We knew the holiday season was upon us when, a couple of weeks before Thanksgiving, city workers would plant a huge wood utility pole with rebar in the shape of a Christmas tree across from the Alamo.

Day by day, evergreen branches would be stacked to form the tree. Huge colored foil boxes of gifts and glittering spheres would be hung as ornaments, and colorful strands of Christmas lights would flow from the top to bottom of the tree. It was crowned with a huge, blinking white star. As a kid, I always wondered what toys were wrapped in those gift boxes. I wanted to jump the white picket fence encircling the tree and snatch a box.

Along Houston and Commerce streets, large white snowflakes hung above the streets with green garland. The Transit Tower crown was lit in green and red announcing Christmas was near. The huge jolly, red-cheeked Santa sitting on a chimney atop the roof of Joske’s department store waved at every boy and girl in Alamo Plaza. Joske’s window displays were all aglow in the Christmas spirit, and the window facing Alamo Plaza always had a running train inviting everyone to Fantasyland.

All the stores had their best merchandise displayed with Christmas themes. Even the facade of Tony’s Mirror Shine was framed with blinking Christmas lights. National Shirt Shops would display what seemed to me to be the world’s largest bottle of English Leather cologne atop a wooden box. One store had a life-size mechanical Santa outside its doors welcoming everybody. As a kid, I thought he was real and would just gaze up at him from his kneecaps.

Mom and I would go downtown to add to our humble Christmas ornament collection. At Solo Serve on Soledad Street, the ornaments were loose and you would have to pick the good ones from the broken ones. Mom would also buy me irregular Fruit of the Loom calzones and socks for 10 cents each with a coupon clipped from the San Antonio Light.

But the best part of Solo Serve was going to the snack bar. It had no chairs, just stand-up counters. We’d enjoy a tiny machine-made tamale and a Coca Cola in a paper cone for only 15 cents. You could smell the steamy tamales as the lady opened the tabletop porcelain steamer oven. It was a delicious appetizer before we went home on the Nolan Street bus with all our Christmas goodies.

Every year we received Christmas cards, many in Spanish, with Feliz Navidad printed in bold letters.

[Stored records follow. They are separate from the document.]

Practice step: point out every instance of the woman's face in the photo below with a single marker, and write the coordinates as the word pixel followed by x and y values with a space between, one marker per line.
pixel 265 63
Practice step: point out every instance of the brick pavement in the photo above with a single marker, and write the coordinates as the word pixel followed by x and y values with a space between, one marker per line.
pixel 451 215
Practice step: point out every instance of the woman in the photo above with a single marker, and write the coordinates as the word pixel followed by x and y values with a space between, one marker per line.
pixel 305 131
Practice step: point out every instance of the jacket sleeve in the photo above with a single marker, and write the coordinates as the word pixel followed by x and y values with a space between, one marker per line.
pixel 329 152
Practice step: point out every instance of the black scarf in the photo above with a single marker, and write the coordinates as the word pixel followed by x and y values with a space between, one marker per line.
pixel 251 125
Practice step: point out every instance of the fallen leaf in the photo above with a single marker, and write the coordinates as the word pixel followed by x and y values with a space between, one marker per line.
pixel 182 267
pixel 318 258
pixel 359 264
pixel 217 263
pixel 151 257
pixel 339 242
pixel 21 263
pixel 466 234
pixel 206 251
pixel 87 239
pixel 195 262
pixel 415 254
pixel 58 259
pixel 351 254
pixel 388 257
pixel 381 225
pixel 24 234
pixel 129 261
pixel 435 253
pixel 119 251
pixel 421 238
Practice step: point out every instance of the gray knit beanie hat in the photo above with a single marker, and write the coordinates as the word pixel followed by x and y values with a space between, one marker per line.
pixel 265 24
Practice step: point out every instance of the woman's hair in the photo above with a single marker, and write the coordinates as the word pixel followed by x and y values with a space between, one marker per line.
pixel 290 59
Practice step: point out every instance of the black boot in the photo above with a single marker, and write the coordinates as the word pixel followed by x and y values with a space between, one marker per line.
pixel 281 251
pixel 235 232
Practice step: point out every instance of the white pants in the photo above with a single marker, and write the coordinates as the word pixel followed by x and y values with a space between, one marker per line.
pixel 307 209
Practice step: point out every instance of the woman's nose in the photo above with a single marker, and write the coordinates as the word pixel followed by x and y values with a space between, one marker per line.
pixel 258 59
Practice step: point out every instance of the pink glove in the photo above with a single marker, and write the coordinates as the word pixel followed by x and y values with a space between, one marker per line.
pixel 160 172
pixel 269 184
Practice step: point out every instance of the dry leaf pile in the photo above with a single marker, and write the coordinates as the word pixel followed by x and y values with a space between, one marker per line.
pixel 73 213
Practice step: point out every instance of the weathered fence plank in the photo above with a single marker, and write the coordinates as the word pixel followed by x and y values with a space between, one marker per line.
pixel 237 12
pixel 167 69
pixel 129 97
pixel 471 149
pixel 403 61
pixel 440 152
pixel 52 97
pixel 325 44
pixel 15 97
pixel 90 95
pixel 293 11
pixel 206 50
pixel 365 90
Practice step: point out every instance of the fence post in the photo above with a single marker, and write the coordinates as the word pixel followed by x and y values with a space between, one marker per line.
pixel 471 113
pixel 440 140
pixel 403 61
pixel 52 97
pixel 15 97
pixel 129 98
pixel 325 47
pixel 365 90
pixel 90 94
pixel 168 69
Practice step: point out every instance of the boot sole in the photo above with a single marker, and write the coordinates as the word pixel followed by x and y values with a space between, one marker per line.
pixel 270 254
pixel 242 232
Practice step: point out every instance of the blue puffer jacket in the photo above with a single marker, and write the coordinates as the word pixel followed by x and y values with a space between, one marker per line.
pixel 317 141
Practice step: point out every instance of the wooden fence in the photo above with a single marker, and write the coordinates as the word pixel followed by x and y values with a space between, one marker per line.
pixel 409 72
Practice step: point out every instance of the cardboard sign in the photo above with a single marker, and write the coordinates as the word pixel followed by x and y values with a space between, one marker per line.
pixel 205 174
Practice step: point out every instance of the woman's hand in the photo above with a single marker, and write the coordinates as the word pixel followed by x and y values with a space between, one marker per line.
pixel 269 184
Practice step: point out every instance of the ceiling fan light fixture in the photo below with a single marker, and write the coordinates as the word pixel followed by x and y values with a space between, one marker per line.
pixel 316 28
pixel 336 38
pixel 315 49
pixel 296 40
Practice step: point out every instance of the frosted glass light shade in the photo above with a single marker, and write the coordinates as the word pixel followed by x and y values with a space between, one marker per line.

I always wondered who this guy Felix Navidad was and why he sent us so many cards.

On Christmas Eve, Dad and I would go to the Handy Andy grocery store on East Houston Street. The Christmas tree lot would be nearly empty and bare, and Dad would offer 75 cents for a four-foot Christmas tree that was priced for $2. That’s all that was in his modest budget. Rather than chunk it, the tree vendor would agree to Dad’s offer. On the way home I’d sit in the back seat of our 1956 Dodge Coronet with our treasured Christmas tree.

At home, my brother Sonny and I would get a tin coffee can, fill it with dirt and rocks, and “plant” the tree. Mom would get out the glass ornaments with a single strand of Christmas lights. With the tree decorated and lit, Mom would then take out the stable, and I would carefully place the Bethlehem figures in place.

Holiday lights with the Gibbs Building and the Rotary Club Christmas Tree in Alamo Plaza in the 1950s.
Holiday lights with the Gibbs Building and the Rotary Club Christmas Tree in Alamo Plaza in the 1950s. Credit: Courtesy / UTSA Special Collections Instagram from the Zintgraff Studio Photographic Collection

We lived in a strip mall on Nolan Street. Half the rented space was Dad’s barber shop, and the back half was our humble two-room home. On the night before Christmas, I would go into the barber shop, crank open the Coke machine, and grab a cold 6-ounce bottle of Coke. I placed the Coke along with a plate of Mom’s homemade oatmeal cookies by the tree as a snack for Santa. In the morning when I awoke, the Coke bottle was empty and only cookie crumbs were left on the plate.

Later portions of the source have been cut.